Why Raw Connectivity Is a Risk
There is a massive difference between having a working signal and having a secure network. Many organisations buy a terminal, plug it in, and assume the hardware is safe by design. However, high speed LEO systems allow more devices to connect than ever before. Every smartphone, laptop, or industrial sensor represents a potential entry point.
When a remote site upgrades to broadband, the attack surface expands instantly. Raw connectivity provides the speed, but it does not provide the visibility needed to stop an intrusion. This is why the global market is moving away from simple access toward a model of managed resilience.
The Significance of Managed Connectivity
A satellite connection without active oversight is essentially an open door. Most organisations only realise they have been breached after their operations have already been disrupted. A managed solution changes this by placing a defensive layer between the satellite bearer and the internal network.
The core of this approach is an advanced network management system that monitors traffic continuously.
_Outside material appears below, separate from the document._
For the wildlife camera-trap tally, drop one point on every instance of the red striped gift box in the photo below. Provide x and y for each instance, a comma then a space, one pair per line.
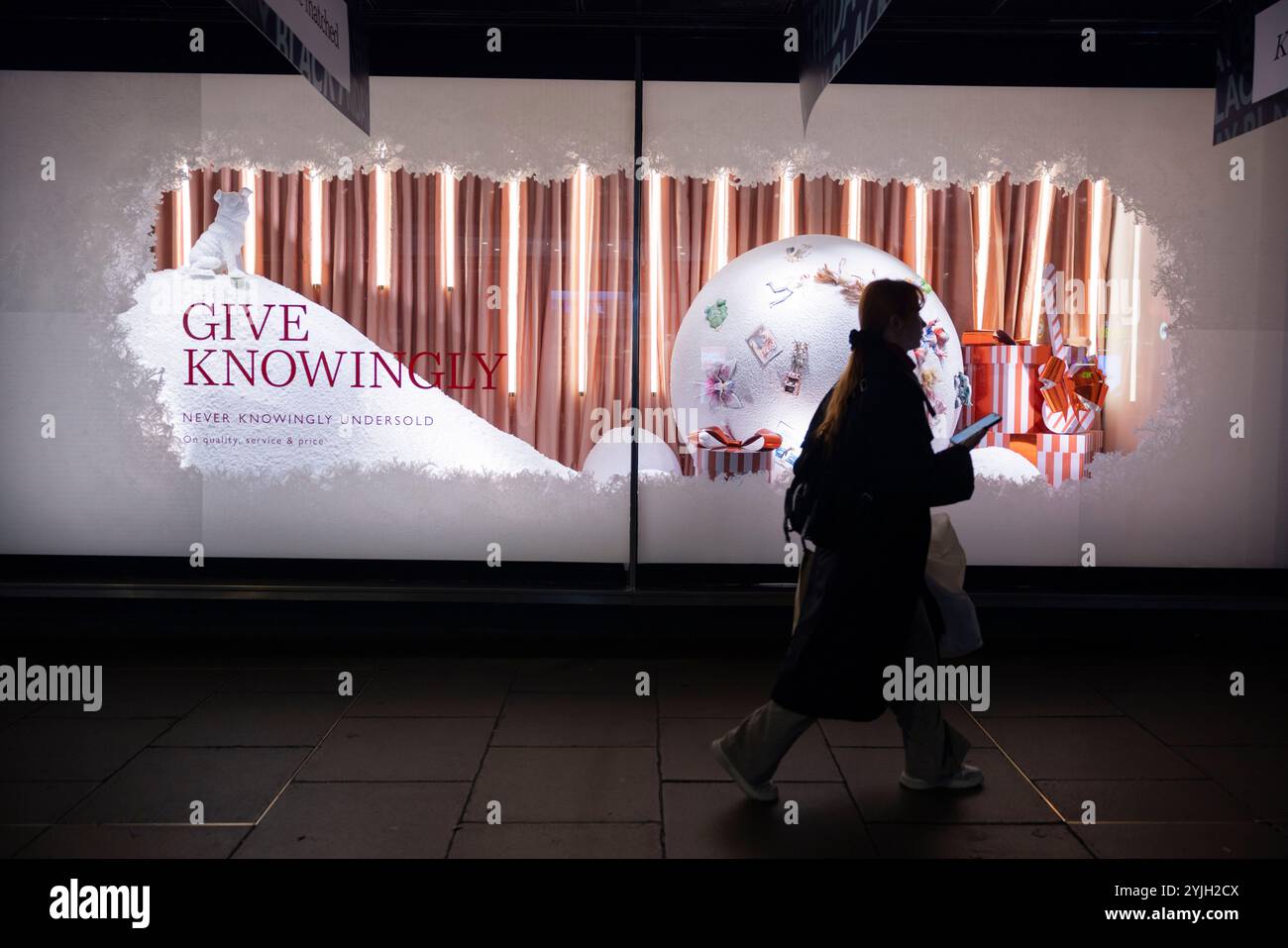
1065, 456
729, 462
1004, 378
It flags unusual behaviour and isolates compromised devices automatically before a threat can spread. This level of control is vital for entities that cannot afford downtime.
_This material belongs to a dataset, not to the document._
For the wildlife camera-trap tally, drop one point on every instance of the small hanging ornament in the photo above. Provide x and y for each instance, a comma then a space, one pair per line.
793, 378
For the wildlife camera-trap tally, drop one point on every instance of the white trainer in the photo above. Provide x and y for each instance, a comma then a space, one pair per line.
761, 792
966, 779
Beyond security, this managed approach allows onshore teams to enforce encryption and control which applications use the most data. If a primary LEO link is obstructed, an intelligent management system will shift critical traffic to a GEO backup without any manual intervention. IEC Telecom, an international satellite communication service operator with future-ready satcom solutions, provides this exact level of oversight with Optiview. This comprehensive network management system, combined with the technical expertise is all you need to keep a multi-orbit network stable and secure in real world conditions.
Conclusion: Securing the Future of Remote Operations
The demand for satellite connectivity will only continue to rise. More vessels, remote energy assets, and government field operations will come online as the market expands. The operational benefits of these high speed links are undeniable, but speed without security is a liability.
The organisations that treat their satellite network as critical infrastructure requiring active management are the ones building a durable future. The threat data from 2025 serves as a clear warning. Building a secure operation is not a technical mystery. It is a choice about how seriously a business decides to manage its connectivity. The goal for 2026 and beyond is to stay connected beyond limits, but never at the expense of security.